POINT-TO-SURFACE MATCHING FOR DEM CORRECTION USING ICESAT DATA

H. Lee1 and M. Hahn2 H. Lee and M. Hahn
  • 1Department of Civil Engineering, Sunchon National University, Suncheon 57922, Korea
  • 2Department of Geomatics, Computer Science and Mathematics, Stuttgart University of Applied Sciences, 7017470174, Stuttgart, Germany

Keywords: Point-to-Surface Matching, ICESat Data, Digital Elevation Models, Rational Polynomial Coefficients

Abstract. Vendor-provided rational polynomial coefficients (RPCs) are commonly used to generate digital elevation models (DEMs) from high-resolution satellite images.
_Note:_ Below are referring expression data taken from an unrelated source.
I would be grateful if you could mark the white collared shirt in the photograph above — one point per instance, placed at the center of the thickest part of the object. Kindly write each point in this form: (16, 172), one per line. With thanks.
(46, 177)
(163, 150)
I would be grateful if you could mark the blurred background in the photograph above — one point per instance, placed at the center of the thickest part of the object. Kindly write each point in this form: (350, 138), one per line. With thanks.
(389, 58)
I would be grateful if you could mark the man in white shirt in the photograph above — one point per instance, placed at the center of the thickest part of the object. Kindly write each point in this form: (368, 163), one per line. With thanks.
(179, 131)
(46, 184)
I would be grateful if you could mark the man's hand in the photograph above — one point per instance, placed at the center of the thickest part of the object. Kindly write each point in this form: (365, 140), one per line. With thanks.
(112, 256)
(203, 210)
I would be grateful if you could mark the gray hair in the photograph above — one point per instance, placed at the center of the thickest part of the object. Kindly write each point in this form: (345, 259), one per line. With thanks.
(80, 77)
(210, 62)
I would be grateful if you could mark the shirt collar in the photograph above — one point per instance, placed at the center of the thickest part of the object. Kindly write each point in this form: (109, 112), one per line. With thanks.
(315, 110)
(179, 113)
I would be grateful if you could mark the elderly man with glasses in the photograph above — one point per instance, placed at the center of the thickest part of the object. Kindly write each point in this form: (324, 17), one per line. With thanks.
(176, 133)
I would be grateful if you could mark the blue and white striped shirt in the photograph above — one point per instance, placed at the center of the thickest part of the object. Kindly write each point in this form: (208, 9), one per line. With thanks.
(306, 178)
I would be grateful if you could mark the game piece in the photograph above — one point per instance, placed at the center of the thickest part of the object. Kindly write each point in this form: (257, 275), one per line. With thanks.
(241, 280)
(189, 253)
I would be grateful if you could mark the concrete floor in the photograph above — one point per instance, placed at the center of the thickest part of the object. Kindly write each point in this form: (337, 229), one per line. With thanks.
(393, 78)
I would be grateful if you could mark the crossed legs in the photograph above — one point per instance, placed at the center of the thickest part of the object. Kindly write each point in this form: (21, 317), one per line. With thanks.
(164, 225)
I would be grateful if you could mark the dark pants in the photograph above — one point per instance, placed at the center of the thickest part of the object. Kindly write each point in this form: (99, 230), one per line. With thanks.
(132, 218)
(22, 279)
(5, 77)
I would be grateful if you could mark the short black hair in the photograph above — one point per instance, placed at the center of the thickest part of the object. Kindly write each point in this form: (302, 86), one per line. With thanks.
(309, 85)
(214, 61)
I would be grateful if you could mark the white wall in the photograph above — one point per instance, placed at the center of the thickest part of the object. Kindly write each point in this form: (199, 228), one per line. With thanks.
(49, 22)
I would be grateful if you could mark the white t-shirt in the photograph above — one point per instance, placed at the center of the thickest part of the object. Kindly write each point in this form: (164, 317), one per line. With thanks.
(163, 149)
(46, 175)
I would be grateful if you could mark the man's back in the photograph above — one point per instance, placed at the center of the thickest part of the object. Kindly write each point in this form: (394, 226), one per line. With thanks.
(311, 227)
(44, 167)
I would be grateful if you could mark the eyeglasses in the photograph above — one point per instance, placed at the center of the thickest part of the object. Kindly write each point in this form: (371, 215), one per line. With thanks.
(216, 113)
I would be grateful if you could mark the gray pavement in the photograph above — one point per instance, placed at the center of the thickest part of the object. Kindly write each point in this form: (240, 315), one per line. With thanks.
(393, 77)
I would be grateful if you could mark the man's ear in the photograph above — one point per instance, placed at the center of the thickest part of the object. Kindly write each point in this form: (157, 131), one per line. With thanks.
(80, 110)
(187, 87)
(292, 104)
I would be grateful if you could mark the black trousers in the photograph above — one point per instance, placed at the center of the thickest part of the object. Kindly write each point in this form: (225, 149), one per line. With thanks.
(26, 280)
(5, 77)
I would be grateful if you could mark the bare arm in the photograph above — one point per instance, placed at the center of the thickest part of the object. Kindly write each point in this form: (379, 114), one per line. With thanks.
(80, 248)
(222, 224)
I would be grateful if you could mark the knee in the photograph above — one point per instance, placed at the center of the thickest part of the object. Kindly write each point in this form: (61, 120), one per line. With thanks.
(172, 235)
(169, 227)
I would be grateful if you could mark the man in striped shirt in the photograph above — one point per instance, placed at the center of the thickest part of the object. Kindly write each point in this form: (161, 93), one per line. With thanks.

This results in a level of accuracy that can be improved using ground control points (GCPs). It is well known that due to the inherent bias of sensor orientation the generated DEM is distorted. In the traditional way of working, the bias is corrected by integrating GCPs into the standard processing chain. This involves additional effort, since the provision of GCPs and the measurement of their image coordinates are required.

In this paper, we examine whether and how the data recorded by NASA's ICESat (Ice, Cloud, and Land Elevation Satellite) mission can be used as GCPs without measuring image coordinates. The starting point are DEMs that are generated by image matching from KOMPSAT-3 satellite images with given RPCs. We developed a point-to-surface matching method that matches the ICESat points to the DEM in order to correct the DEM and improve its precision. For the experimental investigations a KOMPSAT 3 image pair is used that covers an area of 20 by 16 km2 in the Yangsan city regions. The generated DEM has a height accuracy of about 9 m. The point-to-surface algorithm with 505 ICESat points led to an improvement of the DEM height accuracy to about 2 m.